41. Le gouvernement autrichien se prononce en fin de compte aussi contre une comparaison globale. D'après la jurisprudence arrêtée à ce jour, aucune comparaison globale ne doit être entreprise. Les systèmes de sécurité sociale différents qui ont été évoqués ne sont pas une raison pour priver le travailleur détaché du salaire minimal. Seuls des éléments identiques doivent être comparés dans le cadre du bilan coûts/bénéfices qui doit être dressé. Du reste, c'est le salaire brut qui est déterminant. Enfin, les dispositions sociales et fiscales sont exclues de la directive.
42. Le gouvernement néerlandais souligne que, d'après la jurisprudence de la Cour, le respect des dispositions adoptées dans l'intérêt général ne s'impose que lorsque ces intérêts ne sont pas déjà garantis par les dispositions de l'ordre juridique de l'État d'envoi. L'arrêt rendu par la Cour dans l'affaire Guiot revêt une importance particulière en l'espèce. Les critères de droits social et fiscal évoqués par la juridiction de renvoi sont susceptibles d'influencer le niveau du salaire minimal. Il est donc élémentaire de constater s'il existe une protection comparable. Chaque domaine doit cependant être considéré en lui-même. En ce sens, il s'agit en l'espèce du salaire minimal. Par salaire minimal, il faut entendre salaire brut. Enfin, l'obligation de respecter les dispositions adoptées dans l'intérêt général dans l'État membre où la prestation est exécutée n'est proportionnée que lorsque les intérêts protégés ne sont pas déjà suffisamment garantis dans l'ordre juridique du pays d'envoi du prestataire.
43. Enfin, la Commission estime que c'est le salaire effectivement payé qui doit être comparé. La directive 96/71 ne concerne ni le droit de la sécurité sociale ni le droit fiscal. Le salaire qui doit être pris en compte est le salaire brut.
44. Conformément à ce qu'ont avancé les parties à la procédure, nous considérons qu'il importe de dresser un bilan coûts/bénéfices, sans pour autant choisir d'orientation précise . En fin de compte, chacun s'accorde à dire que ce sont les taux de salaire minimal qui doivent être comparés, cette position étant largement étayée par des considérations d'ordre pratique. Dans ce cadre, c'est finalement le salaire brut qui doit être déterminant, dans la mesure où le salaire net dépend essentiellement de la situation personnelle du travailleur.

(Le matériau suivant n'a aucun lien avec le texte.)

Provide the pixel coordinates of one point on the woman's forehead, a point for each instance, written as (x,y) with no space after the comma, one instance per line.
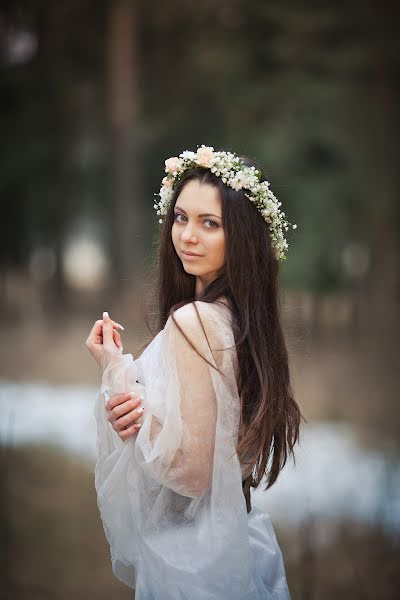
(200,197)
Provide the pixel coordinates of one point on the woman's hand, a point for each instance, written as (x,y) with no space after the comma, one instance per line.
(123,410)
(104,336)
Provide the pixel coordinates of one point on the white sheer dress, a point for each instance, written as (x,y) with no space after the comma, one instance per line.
(171,497)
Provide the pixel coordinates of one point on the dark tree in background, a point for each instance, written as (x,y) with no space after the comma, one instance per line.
(109,89)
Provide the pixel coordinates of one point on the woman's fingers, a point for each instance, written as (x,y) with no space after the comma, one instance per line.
(129,432)
(96,334)
(127,420)
(117,339)
(117,399)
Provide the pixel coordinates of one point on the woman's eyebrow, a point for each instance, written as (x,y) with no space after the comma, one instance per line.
(202,215)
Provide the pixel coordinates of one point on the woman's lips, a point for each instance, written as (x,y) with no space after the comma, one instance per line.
(190,255)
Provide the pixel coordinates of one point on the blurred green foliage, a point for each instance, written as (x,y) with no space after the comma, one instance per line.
(311,90)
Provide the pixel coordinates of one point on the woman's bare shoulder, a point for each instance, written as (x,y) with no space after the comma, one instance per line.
(205,321)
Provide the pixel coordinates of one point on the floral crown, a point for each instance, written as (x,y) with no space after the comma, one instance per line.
(233,172)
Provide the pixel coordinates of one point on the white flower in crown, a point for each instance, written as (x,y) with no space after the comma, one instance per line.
(173,165)
(205,156)
(234,173)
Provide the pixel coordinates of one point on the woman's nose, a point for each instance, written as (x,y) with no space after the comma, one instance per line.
(189,234)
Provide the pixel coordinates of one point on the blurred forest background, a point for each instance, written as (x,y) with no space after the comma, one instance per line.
(94,96)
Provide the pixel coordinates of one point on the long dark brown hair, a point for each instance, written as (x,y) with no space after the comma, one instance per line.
(270,417)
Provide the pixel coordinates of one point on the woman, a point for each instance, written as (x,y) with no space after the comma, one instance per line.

45. Il semble cependant exister une certaine incertitude qui se traduit par exemple par le fait que la Commission parle du salaire effectivement payé et que le gouvernement allemand reconnaît que les législations fiscales et sociales peuvent aussi - indirectement - revêtir de l'importance. Ces opinions sont l'expression d'une problématique générale qui se reflète aussi partiellement dans la directive 96/71. L'article 3, paragraphe 1, deuxième alinéa, précise :
«Aux fins de la présente directive, la notion de taux de salaire minimal, visée au second tiret point c) est définie par la législation et/ou la pratique nationale(s) dans l'État membre sur le territoire duquel le travailleur est détaché.»
46. L'article 3, paragraphe 7, est libellé comme suit:
«Les paragraphes 1 à 6 ne font pas obstacle à l'application de conditions d'emploi et de travail plus favorables pour les travailleurs.
Les allocations propres au détachement sont considérées comme faisant partie du salaire minimal, dans la mesure où elles ne sont pas versées à titre de remboursement des dépenses effectivement encourues à cause du détachement, telles que les dépenses de voyage, de logement ou de nourriture» .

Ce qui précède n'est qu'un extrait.